Normally I would do this using Python and load candles for pool and type, check them one by one and update the ones that don't have equal values, but since the DB is now large, it would take a very long time. Our DB is in AWS and even if we ran it from there it would take a couple of days.

How can I write an SQL query (or a set of SQL queries) that would go through the candles one by one and check if the previous "close" is the same as current "open", and if not, updated them to make that true?

Any help very appreciated!

Edit: example data

id	pool_id	type	timestamp	open	low	high	close
1	25095	1M	1642592640	0.7723	0.7723	0.7806	0.7732
2	25095	1M	1642592700	0.7813	0.7557	0.7813	0.7813

As you can see, first candle close is 0.7732 but next candle open is 0.7813

For this example, the second candle values should be:

open: 0.7732, low: 0.7557, high: 0.7813 close: 0.7813.

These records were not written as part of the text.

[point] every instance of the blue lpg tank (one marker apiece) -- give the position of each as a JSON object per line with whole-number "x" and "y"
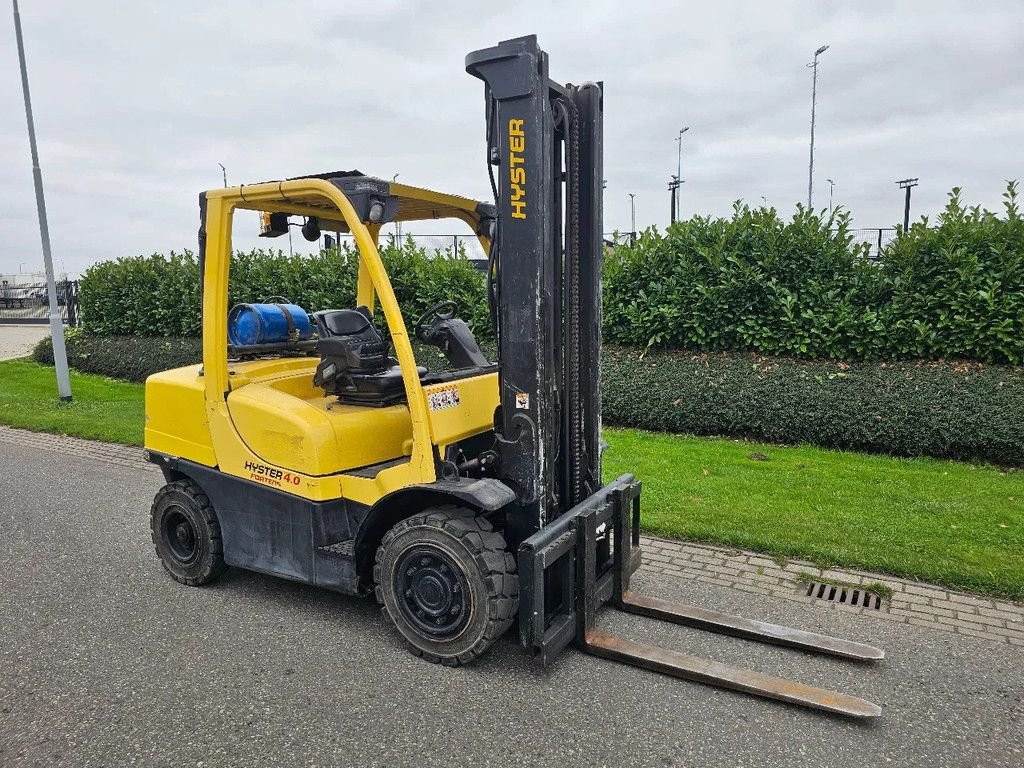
{"x": 249, "y": 325}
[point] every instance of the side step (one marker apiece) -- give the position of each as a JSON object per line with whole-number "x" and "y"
{"x": 584, "y": 559}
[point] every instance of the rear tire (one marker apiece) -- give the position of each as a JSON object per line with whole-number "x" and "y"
{"x": 448, "y": 584}
{"x": 186, "y": 534}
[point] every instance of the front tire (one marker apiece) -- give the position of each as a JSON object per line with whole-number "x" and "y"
{"x": 448, "y": 584}
{"x": 186, "y": 534}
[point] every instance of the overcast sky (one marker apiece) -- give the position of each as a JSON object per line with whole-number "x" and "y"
{"x": 136, "y": 102}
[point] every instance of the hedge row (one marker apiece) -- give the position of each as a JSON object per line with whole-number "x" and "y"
{"x": 964, "y": 411}
{"x": 957, "y": 411}
{"x": 159, "y": 296}
{"x": 753, "y": 282}
{"x": 950, "y": 291}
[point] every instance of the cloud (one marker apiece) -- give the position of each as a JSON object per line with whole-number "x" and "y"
{"x": 136, "y": 103}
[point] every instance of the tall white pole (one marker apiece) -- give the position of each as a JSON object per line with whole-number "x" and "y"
{"x": 56, "y": 323}
{"x": 814, "y": 94}
{"x": 679, "y": 171}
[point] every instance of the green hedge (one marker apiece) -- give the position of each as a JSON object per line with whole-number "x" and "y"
{"x": 958, "y": 411}
{"x": 966, "y": 411}
{"x": 752, "y": 282}
{"x": 802, "y": 288}
{"x": 130, "y": 358}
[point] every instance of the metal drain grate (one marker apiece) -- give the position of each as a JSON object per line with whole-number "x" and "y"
{"x": 846, "y": 595}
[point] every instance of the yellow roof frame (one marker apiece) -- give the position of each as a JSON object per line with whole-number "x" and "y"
{"x": 318, "y": 197}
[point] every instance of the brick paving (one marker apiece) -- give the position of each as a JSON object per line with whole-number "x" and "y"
{"x": 110, "y": 453}
{"x": 911, "y": 602}
{"x": 19, "y": 340}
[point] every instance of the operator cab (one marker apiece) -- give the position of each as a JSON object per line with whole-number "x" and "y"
{"x": 354, "y": 361}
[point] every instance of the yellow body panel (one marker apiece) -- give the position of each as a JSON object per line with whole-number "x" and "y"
{"x": 289, "y": 423}
{"x": 477, "y": 398}
{"x": 175, "y": 416}
{"x": 262, "y": 420}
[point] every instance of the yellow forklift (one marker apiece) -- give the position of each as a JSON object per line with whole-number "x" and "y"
{"x": 313, "y": 448}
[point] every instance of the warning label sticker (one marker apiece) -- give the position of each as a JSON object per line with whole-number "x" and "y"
{"x": 442, "y": 397}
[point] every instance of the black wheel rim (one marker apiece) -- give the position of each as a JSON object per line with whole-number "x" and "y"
{"x": 432, "y": 592}
{"x": 180, "y": 536}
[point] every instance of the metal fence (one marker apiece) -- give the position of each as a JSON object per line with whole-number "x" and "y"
{"x": 27, "y": 302}
{"x": 875, "y": 238}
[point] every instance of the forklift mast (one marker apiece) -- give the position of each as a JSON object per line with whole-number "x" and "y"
{"x": 578, "y": 541}
{"x": 545, "y": 156}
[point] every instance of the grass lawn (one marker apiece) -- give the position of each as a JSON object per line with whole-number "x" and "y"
{"x": 956, "y": 524}
{"x": 101, "y": 410}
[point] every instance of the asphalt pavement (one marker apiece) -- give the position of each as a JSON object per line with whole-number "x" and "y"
{"x": 107, "y": 662}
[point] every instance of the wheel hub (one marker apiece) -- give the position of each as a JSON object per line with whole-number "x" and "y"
{"x": 432, "y": 592}
{"x": 181, "y": 537}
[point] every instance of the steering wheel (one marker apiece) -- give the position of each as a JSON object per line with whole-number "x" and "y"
{"x": 440, "y": 311}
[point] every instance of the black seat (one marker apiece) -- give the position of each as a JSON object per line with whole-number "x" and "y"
{"x": 354, "y": 363}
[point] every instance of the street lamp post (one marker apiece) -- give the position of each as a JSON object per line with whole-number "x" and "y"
{"x": 56, "y": 322}
{"x": 678, "y": 206}
{"x": 906, "y": 183}
{"x": 814, "y": 95}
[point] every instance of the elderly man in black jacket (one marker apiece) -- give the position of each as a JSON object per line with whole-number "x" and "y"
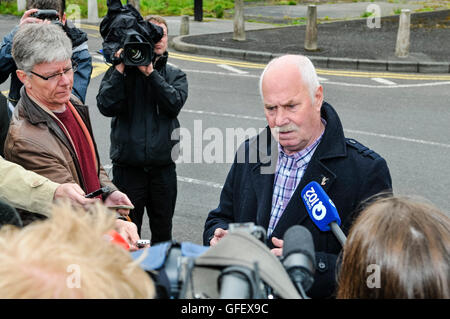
{"x": 303, "y": 142}
{"x": 144, "y": 103}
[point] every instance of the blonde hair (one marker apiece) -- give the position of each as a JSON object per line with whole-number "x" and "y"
{"x": 409, "y": 241}
{"x": 69, "y": 256}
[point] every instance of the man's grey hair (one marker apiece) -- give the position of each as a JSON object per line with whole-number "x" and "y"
{"x": 40, "y": 43}
{"x": 46, "y": 4}
{"x": 307, "y": 72}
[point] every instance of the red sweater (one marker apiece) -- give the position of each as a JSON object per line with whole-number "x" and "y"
{"x": 84, "y": 153}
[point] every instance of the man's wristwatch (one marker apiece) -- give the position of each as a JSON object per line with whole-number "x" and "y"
{"x": 121, "y": 217}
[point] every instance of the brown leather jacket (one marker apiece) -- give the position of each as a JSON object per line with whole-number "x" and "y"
{"x": 36, "y": 142}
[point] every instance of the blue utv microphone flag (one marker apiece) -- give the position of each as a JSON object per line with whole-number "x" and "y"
{"x": 320, "y": 207}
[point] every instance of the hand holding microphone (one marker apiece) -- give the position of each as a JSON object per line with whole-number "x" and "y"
{"x": 322, "y": 210}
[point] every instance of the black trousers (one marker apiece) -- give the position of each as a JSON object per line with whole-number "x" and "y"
{"x": 153, "y": 188}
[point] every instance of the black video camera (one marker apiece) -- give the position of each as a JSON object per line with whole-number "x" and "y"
{"x": 124, "y": 27}
{"x": 136, "y": 51}
{"x": 51, "y": 15}
{"x": 47, "y": 14}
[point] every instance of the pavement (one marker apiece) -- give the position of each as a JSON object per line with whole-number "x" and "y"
{"x": 345, "y": 40}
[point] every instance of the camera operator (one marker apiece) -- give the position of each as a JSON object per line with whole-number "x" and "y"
{"x": 144, "y": 102}
{"x": 80, "y": 53}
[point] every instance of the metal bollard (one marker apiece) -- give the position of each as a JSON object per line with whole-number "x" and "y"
{"x": 311, "y": 29}
{"x": 402, "y": 45}
{"x": 92, "y": 11}
{"x": 184, "y": 26}
{"x": 239, "y": 22}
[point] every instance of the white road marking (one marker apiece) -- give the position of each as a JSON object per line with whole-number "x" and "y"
{"x": 393, "y": 137}
{"x": 384, "y": 81}
{"x": 199, "y": 182}
{"x": 232, "y": 69}
{"x": 371, "y": 86}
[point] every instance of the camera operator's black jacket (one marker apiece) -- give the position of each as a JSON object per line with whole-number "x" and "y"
{"x": 144, "y": 113}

edit 2: my idea of the sql would be:

UPDATE candle
SET open = LAG(close, 1) OVER (PARTITION BY type, pool_id ORDER BY timestamp)
WHERE id IN (
  SELECT id 
  FROM candle c 
  WHERE c.open != LAG(c.close, 1) OVER (PARTITION BY type, pool_id ORDER BY timestamp)
);

CodePudding user response：

Something like this should work

WITH cte AS (
    SELECT id, LAG(close, 1) OVER (PARTITION BY type, pool_id ORDER BY timestamp) prev_close
    FROM candle
)
UPDATE c
SET c.open = c2.prev_close, 
    c.low = LEAST(c2.prev_close, c.open, c.low, c.high, c.close), 
    c.high = GREATEST(c2.prev_close, c.open, c.low, c.high, c.close)
FROM candle c
JOIN cte c2
ON c.id = c2.id
WHERE c2.prev_close IS NOT NULL
AND c.open != c2.prev_close;

CodePudding user response：

Your edit 2 query is conceptually very close, However, there are 2 flaws:

Window functions (here lag) cannot be used in the where clause. This stems from Window functions being the last phase processed except the final sort. So by time to execute the Window function the where clause is long over with. Google SQL Order of Operations for more.
When using the update ... from structure you should not repeat the table name being updated.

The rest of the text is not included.